Sempre cospirazioni straniere
Solo una semplice nota per commentare le accuse rivolte dal premier turco Erdogan verso le nazioni straniere che, come al solito, sono responsabili di ordire complotti destabilizzanti. Come in Siria, così in Iran, ogni qualvolta ci sono disordini, le responsabilità sono sempre esterne al governo se non al Paese.
Fa strano che un politico navigato e attento come Erdogan non approfondisca l’analisi dei disordini e non trovi una spiegazione alternativa a quella dei complotti esteri.
Certo i nemici o gli stati irritati dalla politica turca sono tanti, e sicuramente gioiscono nel vedere il partito del premier affrontare la sua prima vera crisi dopo dieci anni di governo in cui tutto, sia politicamente che soprattutto economicamente, sembrava andare per il meglio.
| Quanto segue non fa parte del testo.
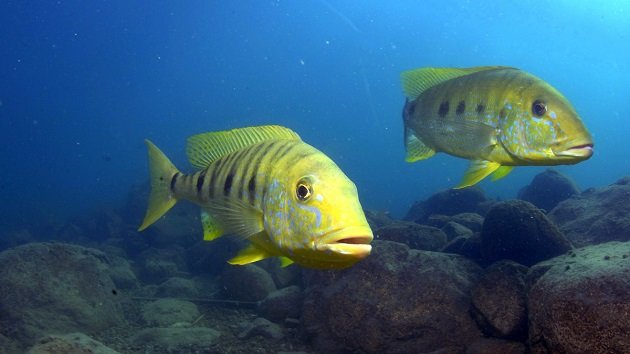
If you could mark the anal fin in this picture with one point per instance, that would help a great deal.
(250, 254)
(478, 170)
(501, 172)
(285, 262)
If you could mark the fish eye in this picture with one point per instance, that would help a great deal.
(303, 190)
(539, 108)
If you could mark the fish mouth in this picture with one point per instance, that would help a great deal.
(354, 242)
(582, 151)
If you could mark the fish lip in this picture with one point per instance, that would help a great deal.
(352, 241)
(582, 150)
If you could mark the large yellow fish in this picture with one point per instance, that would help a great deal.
(266, 185)
(497, 117)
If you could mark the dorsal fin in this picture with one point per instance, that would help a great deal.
(416, 81)
(203, 149)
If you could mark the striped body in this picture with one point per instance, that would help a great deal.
(266, 185)
(243, 175)
(496, 116)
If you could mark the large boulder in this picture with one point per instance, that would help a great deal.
(448, 202)
(247, 283)
(500, 301)
(73, 343)
(55, 287)
(547, 189)
(596, 215)
(398, 300)
(169, 312)
(176, 339)
(283, 303)
(414, 235)
(580, 302)
(518, 231)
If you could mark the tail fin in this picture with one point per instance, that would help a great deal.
(161, 199)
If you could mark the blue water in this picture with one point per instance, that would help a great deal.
(82, 83)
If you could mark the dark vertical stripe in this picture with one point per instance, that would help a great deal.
(270, 159)
(246, 162)
(461, 107)
(216, 170)
(253, 168)
(251, 188)
(443, 110)
(286, 149)
(234, 168)
(228, 184)
(219, 181)
(174, 181)
(200, 179)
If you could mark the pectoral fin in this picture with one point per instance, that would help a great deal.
(501, 172)
(478, 170)
(416, 149)
(211, 226)
(235, 217)
(285, 262)
(465, 137)
(250, 254)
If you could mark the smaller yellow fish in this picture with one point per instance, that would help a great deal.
(266, 185)
(497, 117)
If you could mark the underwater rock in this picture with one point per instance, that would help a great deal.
(454, 230)
(181, 227)
(260, 327)
(167, 312)
(14, 238)
(8, 345)
(378, 219)
(448, 202)
(247, 283)
(69, 343)
(158, 265)
(210, 258)
(472, 221)
(518, 231)
(177, 287)
(282, 303)
(500, 301)
(414, 235)
(283, 276)
(121, 273)
(496, 346)
(596, 215)
(547, 189)
(55, 286)
(468, 246)
(397, 300)
(580, 303)
(176, 339)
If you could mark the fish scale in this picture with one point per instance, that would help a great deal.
(486, 115)
(252, 184)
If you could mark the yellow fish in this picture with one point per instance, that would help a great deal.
(497, 117)
(266, 185)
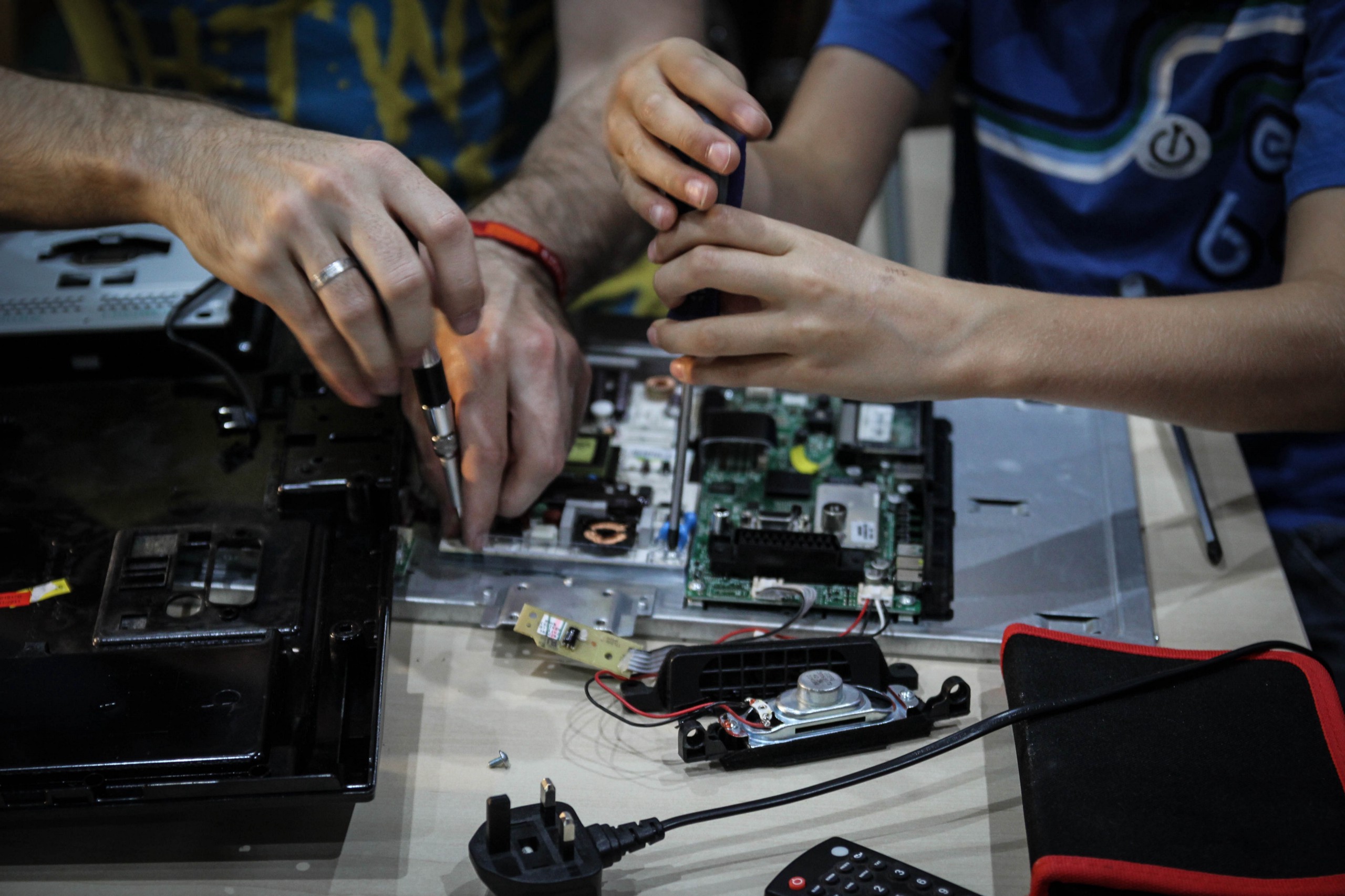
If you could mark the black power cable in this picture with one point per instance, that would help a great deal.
(974, 732)
(215, 361)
Sono giovani quelli che protestano, e sono giovani non disperati ed emarginati, ma studenti. Persone quindi acculturate, che forse trovano un po’ stretto l’abito che le politiche di governo vogliono cucir loro addosso: regole nel vestire, nel comportamento sociale, nelle relazioni con gli altri. Regole un po’ troppo strette per giovani disinibiti e interessati ad una cultura emancipata.
Non una primavera araba, ma un nuovo ’68 turco, che reagisce a regole e moralità imposte dall’alto: basti pensare alla protesta del bacio pubblico risalente a pochi giorni fa.
Certo le proteste non coinvolgono una grande fetta dell’ elettorato turco fedele al partito islamico “Giustizia e sviluppo”, e non si arriverà a nessuna crisi di governo, ma rifugiarsi in accuse prive di fondamento, anziché riconoscere il dissenso interno, appare come una mancanza di autocritica da parte di Erdogan. Atteggiamento, questo, presente praticamente in quasi tutto il panorama politico mediorientale. L’autocritica potrebbe invece rappresentare un antidoto contro atteggiamenti presuntuosi e assolutisti e, se non altro, una tendenza aperta al dialogo e al miglioramento.